Another pattern here – defending champion Leandro Lo runs into Gracie Barra’s Otavio Sousa. Lo was again victorious and is now world champion again, three years in a row. Leandro Lo competes with such a high pace that very few competitors can keep up with it. He is the “Rush” St. Pierre of the jiu-jitsu world.
This division was all Gracie Barra and not a surprise when you take a look at the names involved. The division was cleaned out by non-other than the two men that have dominated that division for years, Romulo Barral and Braulio Estima – two house-hold names in the jiu-jitsu world. Romulo Barral was already four-time world champion prior to this tournament. He was champion in 2007, 2009, 2012 and 2013. Braulio Estima was a three-time champion prior to this championship with wins in 2004, 2006 and 2009. Since Romulo already has his four wins when they both won the division again the previous year, he conceded this year’s gold to his senior teammate, Braulio, to give them both four gold medals. Both champions are always in shape and ready for competition. We can expect to see them continuing to dominate this division for a few more year at least.
This division presented us with some new faces and champions. The finals showcased legend Andre Galvao versus newcomer Felipe “Preguica” from Gracie Barra. Andre Galvao was absent from the world championship the previous year and decided to go up in weight from his usual division of medium-heavy. Preguica is a Gracie Barra athlete that has been mainly competing in the lighter weight classes, especially in a league called Copa Podio in Brazil. We have seen Preguica push Leandro Lo to a draw when he was only a brown belt, a result of strong future promise. Preguica delivered on that promise by scraping out the point win over Andre Galvao in the heavy weight division.
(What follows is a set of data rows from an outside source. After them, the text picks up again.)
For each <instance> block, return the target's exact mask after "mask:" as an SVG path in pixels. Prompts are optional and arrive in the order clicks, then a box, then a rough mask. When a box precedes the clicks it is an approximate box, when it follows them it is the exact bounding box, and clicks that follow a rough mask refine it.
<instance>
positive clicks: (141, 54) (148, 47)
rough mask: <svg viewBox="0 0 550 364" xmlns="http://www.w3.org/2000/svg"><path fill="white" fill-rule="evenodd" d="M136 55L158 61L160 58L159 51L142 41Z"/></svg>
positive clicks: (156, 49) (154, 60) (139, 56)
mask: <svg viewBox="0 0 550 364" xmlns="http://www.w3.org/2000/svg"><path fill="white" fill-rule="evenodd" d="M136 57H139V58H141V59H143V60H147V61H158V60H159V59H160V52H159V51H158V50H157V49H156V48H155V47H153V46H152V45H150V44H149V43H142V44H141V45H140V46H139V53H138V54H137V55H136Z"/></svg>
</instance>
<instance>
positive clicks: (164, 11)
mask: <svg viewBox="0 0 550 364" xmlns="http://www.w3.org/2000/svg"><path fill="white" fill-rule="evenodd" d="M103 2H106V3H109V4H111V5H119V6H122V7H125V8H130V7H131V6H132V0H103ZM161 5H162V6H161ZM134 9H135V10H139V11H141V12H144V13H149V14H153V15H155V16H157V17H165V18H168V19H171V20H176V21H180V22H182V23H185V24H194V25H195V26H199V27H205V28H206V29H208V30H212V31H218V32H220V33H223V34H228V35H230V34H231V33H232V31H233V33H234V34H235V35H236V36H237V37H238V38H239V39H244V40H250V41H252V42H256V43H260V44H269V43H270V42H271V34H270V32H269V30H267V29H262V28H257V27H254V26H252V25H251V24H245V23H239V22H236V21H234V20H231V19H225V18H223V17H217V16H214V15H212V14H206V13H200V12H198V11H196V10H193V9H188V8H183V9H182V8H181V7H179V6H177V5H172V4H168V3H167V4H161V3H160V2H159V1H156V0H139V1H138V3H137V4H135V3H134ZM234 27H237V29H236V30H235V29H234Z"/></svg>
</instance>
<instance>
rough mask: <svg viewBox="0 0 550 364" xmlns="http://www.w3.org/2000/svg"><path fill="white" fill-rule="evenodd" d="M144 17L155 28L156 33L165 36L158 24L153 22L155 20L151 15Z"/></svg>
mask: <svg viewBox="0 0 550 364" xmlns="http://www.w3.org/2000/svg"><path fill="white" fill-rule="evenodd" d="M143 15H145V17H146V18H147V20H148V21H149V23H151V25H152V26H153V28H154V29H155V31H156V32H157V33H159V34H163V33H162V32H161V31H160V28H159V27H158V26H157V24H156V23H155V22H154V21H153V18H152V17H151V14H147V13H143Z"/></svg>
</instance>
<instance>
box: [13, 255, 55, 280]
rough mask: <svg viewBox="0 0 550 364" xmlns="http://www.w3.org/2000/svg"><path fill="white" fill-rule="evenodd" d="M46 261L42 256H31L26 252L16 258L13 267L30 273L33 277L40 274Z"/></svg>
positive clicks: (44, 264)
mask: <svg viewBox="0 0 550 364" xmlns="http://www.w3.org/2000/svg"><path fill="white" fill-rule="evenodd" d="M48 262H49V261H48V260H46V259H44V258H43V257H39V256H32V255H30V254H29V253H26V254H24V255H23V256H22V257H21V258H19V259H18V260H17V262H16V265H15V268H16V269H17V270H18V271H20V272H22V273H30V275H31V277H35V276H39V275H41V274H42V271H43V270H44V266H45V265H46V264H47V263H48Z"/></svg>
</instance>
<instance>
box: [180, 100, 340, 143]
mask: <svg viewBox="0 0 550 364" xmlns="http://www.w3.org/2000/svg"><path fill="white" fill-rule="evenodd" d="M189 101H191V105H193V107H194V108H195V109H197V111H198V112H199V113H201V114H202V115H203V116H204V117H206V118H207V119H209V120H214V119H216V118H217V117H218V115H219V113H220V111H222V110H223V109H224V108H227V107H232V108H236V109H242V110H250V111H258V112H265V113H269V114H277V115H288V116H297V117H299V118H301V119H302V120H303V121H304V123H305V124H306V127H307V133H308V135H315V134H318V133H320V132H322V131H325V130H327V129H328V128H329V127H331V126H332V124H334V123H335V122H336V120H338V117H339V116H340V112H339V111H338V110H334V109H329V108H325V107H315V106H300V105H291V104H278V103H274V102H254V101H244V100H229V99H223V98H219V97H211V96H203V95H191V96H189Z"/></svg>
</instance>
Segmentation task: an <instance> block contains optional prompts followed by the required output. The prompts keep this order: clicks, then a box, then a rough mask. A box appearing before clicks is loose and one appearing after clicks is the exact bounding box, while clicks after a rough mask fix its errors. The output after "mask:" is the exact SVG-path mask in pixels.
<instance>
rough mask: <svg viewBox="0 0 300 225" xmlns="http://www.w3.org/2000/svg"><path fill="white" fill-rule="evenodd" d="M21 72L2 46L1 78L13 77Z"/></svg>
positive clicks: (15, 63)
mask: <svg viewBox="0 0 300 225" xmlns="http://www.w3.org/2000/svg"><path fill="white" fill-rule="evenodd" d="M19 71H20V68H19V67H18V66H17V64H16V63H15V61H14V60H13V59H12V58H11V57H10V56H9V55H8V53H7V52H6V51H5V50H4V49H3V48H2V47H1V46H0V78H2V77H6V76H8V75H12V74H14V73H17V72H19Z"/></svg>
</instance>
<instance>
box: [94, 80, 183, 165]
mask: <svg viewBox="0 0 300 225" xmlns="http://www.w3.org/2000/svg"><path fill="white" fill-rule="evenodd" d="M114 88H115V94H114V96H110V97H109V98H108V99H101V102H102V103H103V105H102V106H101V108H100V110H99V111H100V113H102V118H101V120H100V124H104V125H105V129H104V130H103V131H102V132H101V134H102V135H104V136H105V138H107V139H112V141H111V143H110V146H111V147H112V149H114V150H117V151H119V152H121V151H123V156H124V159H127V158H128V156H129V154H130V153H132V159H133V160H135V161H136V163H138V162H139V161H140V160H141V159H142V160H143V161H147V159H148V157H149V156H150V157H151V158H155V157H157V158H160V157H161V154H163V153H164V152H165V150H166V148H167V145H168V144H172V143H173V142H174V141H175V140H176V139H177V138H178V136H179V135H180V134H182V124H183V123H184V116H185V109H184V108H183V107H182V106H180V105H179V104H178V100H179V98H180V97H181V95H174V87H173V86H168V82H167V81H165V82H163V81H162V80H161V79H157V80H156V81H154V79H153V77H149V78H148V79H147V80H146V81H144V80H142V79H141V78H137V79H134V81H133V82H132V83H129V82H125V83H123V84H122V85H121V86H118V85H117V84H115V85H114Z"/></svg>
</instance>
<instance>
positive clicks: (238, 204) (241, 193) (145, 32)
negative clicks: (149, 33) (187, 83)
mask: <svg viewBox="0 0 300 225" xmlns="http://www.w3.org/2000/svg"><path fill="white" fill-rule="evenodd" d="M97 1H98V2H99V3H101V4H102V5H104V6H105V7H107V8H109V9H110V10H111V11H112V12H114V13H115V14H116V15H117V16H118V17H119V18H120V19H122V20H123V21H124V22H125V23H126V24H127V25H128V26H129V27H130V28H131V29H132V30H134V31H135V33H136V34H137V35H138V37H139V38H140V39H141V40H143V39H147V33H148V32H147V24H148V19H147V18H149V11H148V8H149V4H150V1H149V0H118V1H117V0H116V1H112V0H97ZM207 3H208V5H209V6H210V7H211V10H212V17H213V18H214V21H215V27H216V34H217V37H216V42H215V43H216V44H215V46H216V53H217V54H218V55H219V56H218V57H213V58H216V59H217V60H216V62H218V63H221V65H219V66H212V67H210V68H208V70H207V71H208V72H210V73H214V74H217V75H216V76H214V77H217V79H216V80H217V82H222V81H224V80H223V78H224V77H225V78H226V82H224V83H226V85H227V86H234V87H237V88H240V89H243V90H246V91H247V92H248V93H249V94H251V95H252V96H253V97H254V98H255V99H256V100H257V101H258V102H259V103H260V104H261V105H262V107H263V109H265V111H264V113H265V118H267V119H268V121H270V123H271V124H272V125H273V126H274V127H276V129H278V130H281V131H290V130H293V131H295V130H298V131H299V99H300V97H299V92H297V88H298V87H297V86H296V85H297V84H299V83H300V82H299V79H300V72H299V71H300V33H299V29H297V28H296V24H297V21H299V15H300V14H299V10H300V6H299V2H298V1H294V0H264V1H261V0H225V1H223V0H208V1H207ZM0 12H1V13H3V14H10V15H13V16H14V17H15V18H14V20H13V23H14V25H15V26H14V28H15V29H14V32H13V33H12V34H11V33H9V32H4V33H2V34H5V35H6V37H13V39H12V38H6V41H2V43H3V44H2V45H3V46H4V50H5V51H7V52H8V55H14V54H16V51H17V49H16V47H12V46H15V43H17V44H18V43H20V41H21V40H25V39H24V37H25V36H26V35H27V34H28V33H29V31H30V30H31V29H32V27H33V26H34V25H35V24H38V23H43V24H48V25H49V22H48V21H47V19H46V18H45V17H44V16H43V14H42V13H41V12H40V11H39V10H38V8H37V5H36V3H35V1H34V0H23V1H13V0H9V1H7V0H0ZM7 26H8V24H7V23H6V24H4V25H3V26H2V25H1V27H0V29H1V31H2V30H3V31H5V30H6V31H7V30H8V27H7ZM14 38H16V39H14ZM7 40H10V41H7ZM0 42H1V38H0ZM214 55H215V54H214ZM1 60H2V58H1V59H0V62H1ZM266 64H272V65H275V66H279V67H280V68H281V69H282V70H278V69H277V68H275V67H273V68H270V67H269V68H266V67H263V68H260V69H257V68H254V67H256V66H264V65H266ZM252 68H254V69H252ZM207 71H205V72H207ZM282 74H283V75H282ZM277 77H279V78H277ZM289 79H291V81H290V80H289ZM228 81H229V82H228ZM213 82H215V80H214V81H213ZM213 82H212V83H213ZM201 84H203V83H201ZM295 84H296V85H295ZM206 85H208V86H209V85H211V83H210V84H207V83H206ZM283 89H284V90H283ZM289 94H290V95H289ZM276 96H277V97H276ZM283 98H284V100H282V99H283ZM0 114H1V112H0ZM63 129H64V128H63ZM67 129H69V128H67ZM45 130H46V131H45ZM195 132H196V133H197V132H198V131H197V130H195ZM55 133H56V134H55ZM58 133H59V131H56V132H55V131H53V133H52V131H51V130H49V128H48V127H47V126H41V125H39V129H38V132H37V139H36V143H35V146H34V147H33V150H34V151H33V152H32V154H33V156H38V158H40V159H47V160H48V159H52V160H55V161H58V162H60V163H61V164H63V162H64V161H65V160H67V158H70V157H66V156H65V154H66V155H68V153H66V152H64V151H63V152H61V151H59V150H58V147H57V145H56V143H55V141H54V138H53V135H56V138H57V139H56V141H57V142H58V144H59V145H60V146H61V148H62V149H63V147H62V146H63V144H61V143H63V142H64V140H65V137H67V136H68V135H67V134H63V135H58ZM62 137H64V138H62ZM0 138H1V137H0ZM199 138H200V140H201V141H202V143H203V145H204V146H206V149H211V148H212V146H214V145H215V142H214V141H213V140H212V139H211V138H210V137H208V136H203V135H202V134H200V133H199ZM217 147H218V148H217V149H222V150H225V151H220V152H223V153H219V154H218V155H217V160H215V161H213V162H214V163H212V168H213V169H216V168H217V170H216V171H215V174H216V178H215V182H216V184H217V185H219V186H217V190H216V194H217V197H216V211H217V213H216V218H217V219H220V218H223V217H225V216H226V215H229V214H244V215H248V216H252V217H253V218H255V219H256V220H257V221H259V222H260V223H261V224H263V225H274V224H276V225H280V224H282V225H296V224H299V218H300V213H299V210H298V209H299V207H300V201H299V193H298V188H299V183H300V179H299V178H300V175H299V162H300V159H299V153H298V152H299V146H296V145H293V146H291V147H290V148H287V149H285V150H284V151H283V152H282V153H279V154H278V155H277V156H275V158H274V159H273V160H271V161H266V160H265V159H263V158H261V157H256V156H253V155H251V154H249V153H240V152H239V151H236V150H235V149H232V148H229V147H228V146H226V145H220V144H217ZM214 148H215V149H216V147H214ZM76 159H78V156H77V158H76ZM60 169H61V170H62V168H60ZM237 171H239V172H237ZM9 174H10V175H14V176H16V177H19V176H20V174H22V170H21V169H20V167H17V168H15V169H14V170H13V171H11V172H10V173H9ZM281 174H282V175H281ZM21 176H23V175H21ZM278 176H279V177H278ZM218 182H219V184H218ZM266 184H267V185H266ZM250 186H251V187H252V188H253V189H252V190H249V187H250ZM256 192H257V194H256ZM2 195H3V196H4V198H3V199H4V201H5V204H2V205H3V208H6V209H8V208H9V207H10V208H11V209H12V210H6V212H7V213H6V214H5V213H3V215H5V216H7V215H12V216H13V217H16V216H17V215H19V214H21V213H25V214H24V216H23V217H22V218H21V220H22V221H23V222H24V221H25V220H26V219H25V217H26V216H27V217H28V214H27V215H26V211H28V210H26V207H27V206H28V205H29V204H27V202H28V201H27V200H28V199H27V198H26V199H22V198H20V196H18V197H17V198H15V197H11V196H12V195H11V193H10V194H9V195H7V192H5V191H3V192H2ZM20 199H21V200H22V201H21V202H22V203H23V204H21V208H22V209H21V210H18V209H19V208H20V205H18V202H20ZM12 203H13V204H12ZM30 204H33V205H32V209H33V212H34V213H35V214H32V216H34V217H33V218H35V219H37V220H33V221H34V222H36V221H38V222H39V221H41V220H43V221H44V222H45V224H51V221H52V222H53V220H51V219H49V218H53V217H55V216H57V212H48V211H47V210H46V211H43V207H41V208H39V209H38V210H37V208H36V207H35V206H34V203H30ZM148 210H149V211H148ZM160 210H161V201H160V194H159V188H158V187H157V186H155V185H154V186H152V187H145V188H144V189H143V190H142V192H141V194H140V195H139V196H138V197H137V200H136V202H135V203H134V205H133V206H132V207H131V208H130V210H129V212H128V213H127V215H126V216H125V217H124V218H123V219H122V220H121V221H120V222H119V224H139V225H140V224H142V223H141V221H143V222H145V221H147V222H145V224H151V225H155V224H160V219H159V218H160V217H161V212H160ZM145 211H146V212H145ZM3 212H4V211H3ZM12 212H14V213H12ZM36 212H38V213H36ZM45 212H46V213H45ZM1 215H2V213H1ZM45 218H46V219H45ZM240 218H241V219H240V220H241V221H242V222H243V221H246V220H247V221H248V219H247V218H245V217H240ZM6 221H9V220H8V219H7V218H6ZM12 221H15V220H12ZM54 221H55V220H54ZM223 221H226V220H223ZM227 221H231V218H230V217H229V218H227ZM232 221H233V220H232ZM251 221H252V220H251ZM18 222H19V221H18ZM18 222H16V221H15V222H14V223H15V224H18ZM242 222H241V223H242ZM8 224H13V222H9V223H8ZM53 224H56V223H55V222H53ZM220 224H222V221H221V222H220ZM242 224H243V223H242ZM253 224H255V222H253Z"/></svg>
He had gained a tremendous amount of weight and really showed his talent – this is only his first year as a black belt! So not only did Estima and Barral put Gracie Barra on the map again for 2014, but Preguica added to the mix. Watch out for this guy for many years to come, he is only getting started.
Here we have another disruption of the flow of a division. Usually, Rodolfo Vieira competes at heavyweight. However this year, Vieira decided to avoid the weight cut and stay at his natural weight. This turned out to be bad news for defending champion Bernardo Faria who loses to Rodolfo on a regular basis when they face each other in the absolute division. The pattern stayed its course and Rodolfo Vieira was able to defeat Faria once again to now become a super heavyweight champion as well.
This is the division of the titans that has been dominated by one king for the past three years – Marcus “Almeida” Buchecha, a champion that is already showing that he will be one of the best of all-time. Buchecha is known for his uncanny speed and agility for a man of his size. This is something that gives him a huge advantage over opponents his size or even larger. It’s hard to see him slowing down in the distant future unless he chooses to pursue MMA like most top champions do.
There haven’t been any real surprises in the absolute division in the last three years. It’s always been a battle between rank number one and number two – Buchecha versus Rodolfo Vieira, and Bernardo Faria coming in as one of the bronze medalists. Buchecha was able to edge-out Rodolfo again this year. However, there was one addition to the mix, Keenan Cornelius, a middleweight who gave Buchecha a hard fight in the semi-finals. Keep an eye on Keenan to keep this momentum going in future contests.